I know that many of the online tasting sessions I conducted for organisations such as Waitrose and Harvey Nicholls that a vast majority of the audience were tuning in to whisky for the first time – or were at least at the beginning of their journey. They were not having to commit to an evening out of the house – they could drop into the chat for 60 mins, try some whiskies in the comfort of their own home and when it was over, close the laptop and carry on with their evening. It just made everything so easy I think. I, for one, was fairly happy to have a lot less travelling.


Brendan: As much as the pandemic has allowed a lot of people to adjust to drinking whisky at home and doing online tastings, and buying whisky from stores and off-licences, you can feel it already – with business opening back up and people opening up again you can remember how great it is to sit in a great bar with some friends and drink a great whisky. I’m looking forward to that becoming a more regular occurrence as we move into 2022.

Blair: I’m really fortunate to be selected by Scotland Food & Drink to be an ambassador. It is a two-year position to champion Scottish Food and Drink & Hospitality. My role is to help hospitality staff have more confidence when it comes to serving whisky. My aim is to help encourage confidence and understanding in FoH staff so they’ll be able to upsell and help customers choose whisky.

I’ve been accused of sounding like a broken record. But if you go to another country all the local staff can speak confidently about local beers, wines, spirits, here it only happens if that person has an interest. Investment in training is sorely needed. I’m hoping with this extra hat I can help staff find out about whisky.
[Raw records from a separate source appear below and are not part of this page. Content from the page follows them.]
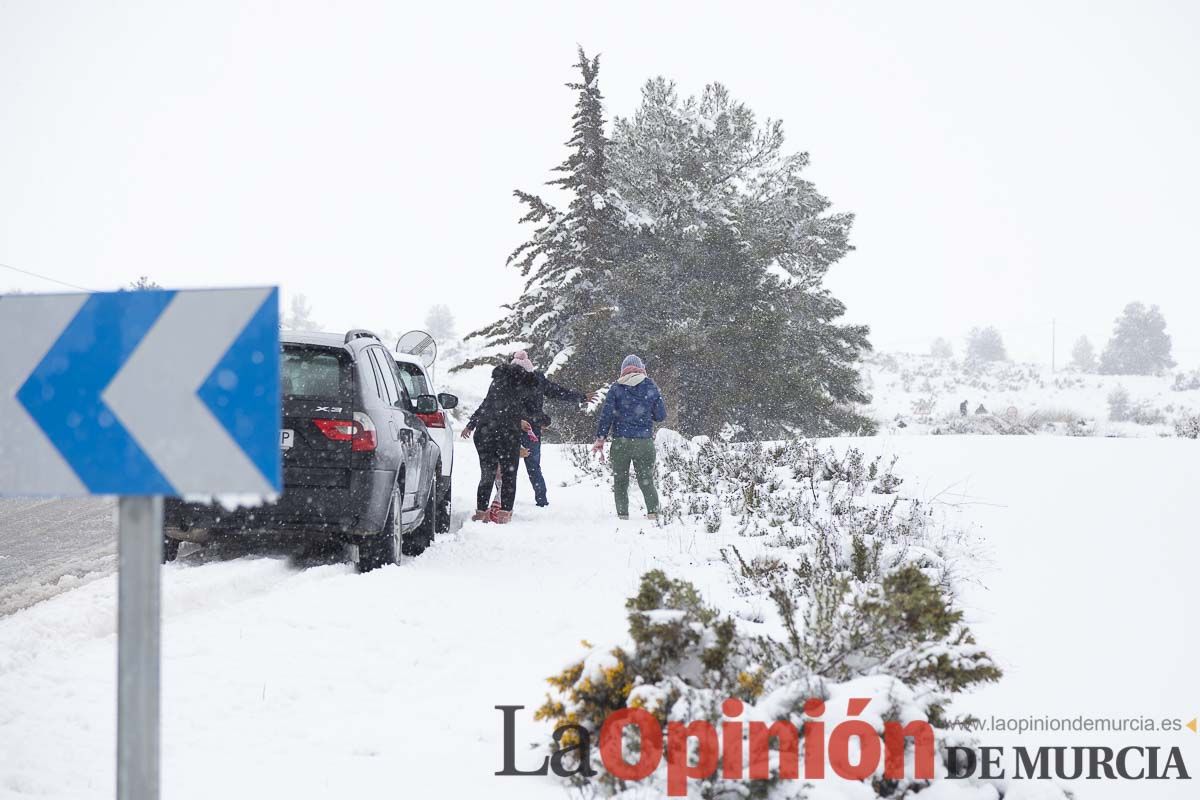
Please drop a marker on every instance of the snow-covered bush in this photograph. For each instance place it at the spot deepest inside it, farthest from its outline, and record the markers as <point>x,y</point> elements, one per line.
<point>983,425</point>
<point>1188,426</point>
<point>862,583</point>
<point>1122,408</point>
<point>1186,382</point>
There are people coming here who know a lot more about whisky than the person standing behind the bar and I would like to change that. At the end of a meal, staff take an order for coffees and teas, and everyone orders one their own way. We all have our preference as to how we drink it. Nobody says “that’s weird”, not even the service staff would challenge it. But as soon as we do that with whisky, the serving staff might say “I don’t know if you can do that”. I find that really bizarre. Nobody judges each other with coffee, but everyone does with whisky. Why is it wrong to put soda or lemonade in whisky?

Derek: Going forward I would just like to wish all the publicans who have managed to re-open after the shitshow of 2020/21 a fantastic festive season and I hope they manage to get some funds back in to their accounts and hope that there is no more lockdowns.

Mark: Be brave and mix things up when it comes to whisky. So many new drinkers are coming into the category and its our job to make it as simple and approachable as possible. If you have a malt of the month on, try putting two on at the same time, maybe a different style or a higher value. Staff picks are also a great revenue generator and keeps the staff sharp on knowledge about the whiskies you offer.

Get rid of regions! I bet if you have a wine list in your venue, there’s a good chance that it is listed via flavour profile – never mind regionality or even country. Why do we still feel the need to pigeonhole whisky? Recently, I was chatting to a friend about Bunnahabhain – and they said, oh, I don’t like Islay whiskies, I can’t get my head round them – just don’t like the smoke. Twenty minutes later, they were exclaiming that BH12 was a belter of a dram (because I bought it for them) and they’d been missing out thinking all Islay whiskies are peated. Anyway – can’t you tell I’ve got a bee in my bonnet about this?

Oh – and remember to keep a space on the back bar for the new Glenfiddichs coming out in 2022 ….can’t tell you what they are yet though. Top secret.